Dalry's Tam 'O' Shanter Connection

Dalry Churchyard, Dumfries and Galloway
One of the most interesting and bizarre parts of Dalry's history is the legend that Robert Burns based his famous "Tam O' Shanter" poem on the story of local farmer Adam Forrester of Knocksheen, who was drunk one night in his favourite inn at Midtown, Dalry, which was run by a local mid-wife called Lucky Hare.

It was on his way home from the pub that he went down past the "Motte House" now part of Dalry Police Office, when he heard the sound of music coming from Dalry churchyard. When he went to investigate he saw people, some in a state of undress,  dancing with the Devil; one of them was Lucky Hare. To this Adam Forrester shouted:

 "Weel danc't Lucky Hare, You'll no deny this the morn"

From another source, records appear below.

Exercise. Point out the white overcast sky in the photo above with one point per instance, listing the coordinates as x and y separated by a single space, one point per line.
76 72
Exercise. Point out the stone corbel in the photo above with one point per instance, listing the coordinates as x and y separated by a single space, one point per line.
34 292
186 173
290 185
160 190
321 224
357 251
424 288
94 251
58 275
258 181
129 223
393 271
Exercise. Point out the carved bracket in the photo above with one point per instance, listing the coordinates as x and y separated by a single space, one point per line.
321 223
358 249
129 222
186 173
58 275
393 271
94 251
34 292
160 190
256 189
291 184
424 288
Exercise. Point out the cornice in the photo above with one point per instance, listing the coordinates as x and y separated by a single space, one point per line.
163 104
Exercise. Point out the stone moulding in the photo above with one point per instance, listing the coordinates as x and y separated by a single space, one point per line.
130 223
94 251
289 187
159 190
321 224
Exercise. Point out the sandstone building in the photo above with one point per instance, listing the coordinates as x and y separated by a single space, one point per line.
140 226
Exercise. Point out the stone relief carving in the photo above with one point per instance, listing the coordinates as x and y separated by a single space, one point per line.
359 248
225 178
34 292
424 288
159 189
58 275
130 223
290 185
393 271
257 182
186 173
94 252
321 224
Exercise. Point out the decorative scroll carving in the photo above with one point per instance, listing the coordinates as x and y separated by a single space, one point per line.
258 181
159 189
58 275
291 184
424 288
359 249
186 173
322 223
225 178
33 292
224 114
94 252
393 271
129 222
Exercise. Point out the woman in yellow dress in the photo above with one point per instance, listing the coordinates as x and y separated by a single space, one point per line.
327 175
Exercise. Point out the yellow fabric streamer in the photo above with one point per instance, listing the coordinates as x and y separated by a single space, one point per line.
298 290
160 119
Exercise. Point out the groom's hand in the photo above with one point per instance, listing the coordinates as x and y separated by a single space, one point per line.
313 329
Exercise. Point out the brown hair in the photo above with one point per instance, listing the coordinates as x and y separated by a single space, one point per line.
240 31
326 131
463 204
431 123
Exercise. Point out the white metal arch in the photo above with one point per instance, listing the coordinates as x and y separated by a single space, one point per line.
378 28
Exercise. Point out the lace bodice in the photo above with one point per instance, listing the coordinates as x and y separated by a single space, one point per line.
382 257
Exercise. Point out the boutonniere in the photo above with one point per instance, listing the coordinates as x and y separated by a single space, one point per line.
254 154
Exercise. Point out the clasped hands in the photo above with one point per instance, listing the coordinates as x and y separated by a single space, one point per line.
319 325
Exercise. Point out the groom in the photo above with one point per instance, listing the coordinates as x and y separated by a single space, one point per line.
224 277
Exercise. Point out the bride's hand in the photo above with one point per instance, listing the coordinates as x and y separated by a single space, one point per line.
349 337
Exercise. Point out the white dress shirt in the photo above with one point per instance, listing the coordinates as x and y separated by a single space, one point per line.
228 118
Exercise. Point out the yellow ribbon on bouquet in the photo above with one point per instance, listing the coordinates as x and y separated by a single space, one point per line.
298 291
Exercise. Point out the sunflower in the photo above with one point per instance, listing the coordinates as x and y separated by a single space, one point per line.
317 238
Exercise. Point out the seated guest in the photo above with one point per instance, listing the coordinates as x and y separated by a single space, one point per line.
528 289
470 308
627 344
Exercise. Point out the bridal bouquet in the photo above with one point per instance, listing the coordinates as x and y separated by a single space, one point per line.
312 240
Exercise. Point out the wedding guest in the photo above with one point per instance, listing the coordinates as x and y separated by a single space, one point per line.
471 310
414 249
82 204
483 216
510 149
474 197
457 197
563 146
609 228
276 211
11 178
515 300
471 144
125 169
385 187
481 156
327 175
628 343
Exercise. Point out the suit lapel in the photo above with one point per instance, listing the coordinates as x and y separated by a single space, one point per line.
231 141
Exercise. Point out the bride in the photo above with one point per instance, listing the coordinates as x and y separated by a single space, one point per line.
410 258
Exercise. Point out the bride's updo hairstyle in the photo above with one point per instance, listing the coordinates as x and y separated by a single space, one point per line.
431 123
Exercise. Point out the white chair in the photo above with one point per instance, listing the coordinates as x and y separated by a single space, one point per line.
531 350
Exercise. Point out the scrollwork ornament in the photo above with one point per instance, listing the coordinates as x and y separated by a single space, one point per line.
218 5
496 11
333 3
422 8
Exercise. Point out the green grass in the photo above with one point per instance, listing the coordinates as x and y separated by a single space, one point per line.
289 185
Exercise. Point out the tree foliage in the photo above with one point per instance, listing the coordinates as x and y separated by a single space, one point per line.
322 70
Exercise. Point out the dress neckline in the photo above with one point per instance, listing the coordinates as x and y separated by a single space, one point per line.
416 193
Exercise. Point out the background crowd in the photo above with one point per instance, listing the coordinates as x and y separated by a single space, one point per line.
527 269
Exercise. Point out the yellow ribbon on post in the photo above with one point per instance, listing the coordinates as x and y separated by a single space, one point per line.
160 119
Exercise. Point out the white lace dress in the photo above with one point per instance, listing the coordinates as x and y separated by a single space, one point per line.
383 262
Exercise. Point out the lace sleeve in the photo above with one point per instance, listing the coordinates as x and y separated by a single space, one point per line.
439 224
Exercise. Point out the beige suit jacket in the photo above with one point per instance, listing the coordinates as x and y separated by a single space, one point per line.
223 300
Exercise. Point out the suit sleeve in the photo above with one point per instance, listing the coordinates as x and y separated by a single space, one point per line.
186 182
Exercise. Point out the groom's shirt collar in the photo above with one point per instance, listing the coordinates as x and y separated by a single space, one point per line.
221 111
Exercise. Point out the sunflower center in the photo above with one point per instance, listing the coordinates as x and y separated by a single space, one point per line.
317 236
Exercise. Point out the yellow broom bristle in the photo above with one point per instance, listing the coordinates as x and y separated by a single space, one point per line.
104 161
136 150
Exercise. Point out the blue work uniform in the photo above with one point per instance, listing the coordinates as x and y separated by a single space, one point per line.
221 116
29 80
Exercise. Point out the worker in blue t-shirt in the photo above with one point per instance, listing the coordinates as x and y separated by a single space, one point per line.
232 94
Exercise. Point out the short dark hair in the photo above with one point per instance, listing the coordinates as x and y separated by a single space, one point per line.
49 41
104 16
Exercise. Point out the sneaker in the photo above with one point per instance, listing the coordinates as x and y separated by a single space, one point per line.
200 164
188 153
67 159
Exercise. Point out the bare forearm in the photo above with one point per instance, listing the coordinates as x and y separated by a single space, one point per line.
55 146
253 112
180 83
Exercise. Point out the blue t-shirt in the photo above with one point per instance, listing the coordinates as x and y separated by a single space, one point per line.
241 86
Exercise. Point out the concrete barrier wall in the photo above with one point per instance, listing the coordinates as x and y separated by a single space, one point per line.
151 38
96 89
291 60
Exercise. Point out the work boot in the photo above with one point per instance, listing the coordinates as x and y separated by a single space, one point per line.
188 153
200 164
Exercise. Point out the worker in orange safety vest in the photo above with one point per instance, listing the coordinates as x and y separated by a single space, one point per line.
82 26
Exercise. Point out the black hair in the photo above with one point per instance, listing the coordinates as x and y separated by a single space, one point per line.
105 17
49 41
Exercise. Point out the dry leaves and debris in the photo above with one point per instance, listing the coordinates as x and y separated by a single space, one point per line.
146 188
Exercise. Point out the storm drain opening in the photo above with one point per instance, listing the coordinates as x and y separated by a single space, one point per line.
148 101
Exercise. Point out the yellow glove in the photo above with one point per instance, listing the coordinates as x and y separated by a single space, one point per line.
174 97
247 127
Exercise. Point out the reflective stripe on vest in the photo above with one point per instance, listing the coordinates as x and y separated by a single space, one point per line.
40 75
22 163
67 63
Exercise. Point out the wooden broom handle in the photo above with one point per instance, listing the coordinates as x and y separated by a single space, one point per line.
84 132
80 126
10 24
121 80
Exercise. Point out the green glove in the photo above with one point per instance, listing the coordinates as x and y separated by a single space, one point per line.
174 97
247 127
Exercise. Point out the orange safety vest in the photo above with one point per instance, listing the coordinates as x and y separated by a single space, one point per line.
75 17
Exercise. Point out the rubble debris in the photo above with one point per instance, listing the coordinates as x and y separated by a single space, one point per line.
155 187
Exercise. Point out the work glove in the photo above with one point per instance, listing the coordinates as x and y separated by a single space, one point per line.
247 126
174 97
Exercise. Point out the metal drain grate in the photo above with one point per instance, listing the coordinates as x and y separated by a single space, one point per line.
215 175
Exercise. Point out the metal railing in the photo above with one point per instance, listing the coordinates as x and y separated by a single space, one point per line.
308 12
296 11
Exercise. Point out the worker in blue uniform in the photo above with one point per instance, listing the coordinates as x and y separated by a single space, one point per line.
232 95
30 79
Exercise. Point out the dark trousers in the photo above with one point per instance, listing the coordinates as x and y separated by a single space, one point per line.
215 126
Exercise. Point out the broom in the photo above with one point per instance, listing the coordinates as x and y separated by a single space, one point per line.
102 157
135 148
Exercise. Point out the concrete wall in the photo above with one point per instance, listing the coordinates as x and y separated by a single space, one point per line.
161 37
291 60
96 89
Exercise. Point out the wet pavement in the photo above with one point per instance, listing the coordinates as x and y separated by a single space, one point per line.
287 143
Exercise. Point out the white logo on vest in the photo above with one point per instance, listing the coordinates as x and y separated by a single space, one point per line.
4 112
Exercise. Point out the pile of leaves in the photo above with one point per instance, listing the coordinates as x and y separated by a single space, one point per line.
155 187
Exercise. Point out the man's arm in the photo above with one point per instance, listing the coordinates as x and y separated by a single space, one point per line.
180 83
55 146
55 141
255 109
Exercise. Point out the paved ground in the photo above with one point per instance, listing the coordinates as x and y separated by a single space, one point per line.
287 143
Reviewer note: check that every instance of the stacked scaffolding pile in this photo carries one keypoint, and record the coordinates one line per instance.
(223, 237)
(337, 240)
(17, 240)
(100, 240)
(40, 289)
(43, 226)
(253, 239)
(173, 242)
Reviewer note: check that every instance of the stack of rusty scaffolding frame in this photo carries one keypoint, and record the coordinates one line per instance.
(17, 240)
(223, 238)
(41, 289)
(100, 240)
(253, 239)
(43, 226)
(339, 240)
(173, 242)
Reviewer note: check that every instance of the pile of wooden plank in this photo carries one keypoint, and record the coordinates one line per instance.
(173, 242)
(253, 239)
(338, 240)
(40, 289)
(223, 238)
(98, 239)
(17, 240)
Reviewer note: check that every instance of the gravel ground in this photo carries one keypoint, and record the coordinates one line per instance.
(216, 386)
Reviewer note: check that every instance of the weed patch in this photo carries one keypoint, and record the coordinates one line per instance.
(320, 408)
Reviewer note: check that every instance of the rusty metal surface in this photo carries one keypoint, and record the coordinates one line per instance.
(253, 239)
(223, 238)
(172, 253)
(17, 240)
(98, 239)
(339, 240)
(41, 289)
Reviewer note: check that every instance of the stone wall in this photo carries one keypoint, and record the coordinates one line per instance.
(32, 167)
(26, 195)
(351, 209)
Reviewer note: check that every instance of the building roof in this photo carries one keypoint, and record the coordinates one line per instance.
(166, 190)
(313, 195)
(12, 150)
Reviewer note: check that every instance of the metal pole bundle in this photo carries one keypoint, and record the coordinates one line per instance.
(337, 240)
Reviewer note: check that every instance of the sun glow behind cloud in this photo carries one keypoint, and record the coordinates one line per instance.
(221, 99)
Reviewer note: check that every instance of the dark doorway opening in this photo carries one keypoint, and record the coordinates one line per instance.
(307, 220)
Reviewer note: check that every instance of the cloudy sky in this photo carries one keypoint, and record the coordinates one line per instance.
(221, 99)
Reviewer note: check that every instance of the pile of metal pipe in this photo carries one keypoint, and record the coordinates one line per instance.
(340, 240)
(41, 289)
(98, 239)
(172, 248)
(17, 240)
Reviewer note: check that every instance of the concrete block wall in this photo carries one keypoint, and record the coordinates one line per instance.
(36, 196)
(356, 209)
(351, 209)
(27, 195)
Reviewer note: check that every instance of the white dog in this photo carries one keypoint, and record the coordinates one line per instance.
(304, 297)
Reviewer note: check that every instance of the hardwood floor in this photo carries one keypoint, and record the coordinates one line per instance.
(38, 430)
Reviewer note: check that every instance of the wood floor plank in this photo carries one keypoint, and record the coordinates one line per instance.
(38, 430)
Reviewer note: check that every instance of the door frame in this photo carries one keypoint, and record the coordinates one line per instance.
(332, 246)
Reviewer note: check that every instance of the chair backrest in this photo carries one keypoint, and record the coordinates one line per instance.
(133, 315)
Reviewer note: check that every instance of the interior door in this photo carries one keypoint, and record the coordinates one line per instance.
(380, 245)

The witches and warlocks led by the Devil himself all started to chase him, so Adam jumped on his horse and galloped up Waterside Hill on the other side of the River Ken, but the ground got too boggy and he had to dismount.

The Devil and the witches were nearly upon him when Adam took out his sword and made a score on the ground around himself and his horse, crying out:

 "By the power of God almighty, may no evil thing cross this score!"

And sure enough when the chasing horde reached him they couldn't cross the circle. However Adam's horse's tail flicked outside the circle and The Devil managed to grab it and pulled it off! Just then a cock crowed in the distance, the sun came up and the witches left.

 "The grass was scowdered to the moules"....

...but Adam was safe. He fell to his knees and thanked God for his rescue. Later in the day he returned to the scene and dug a ditch coming back every year to clear the ditch of vegetation as a visual reminder of his experience. It is still there today, 300 years later.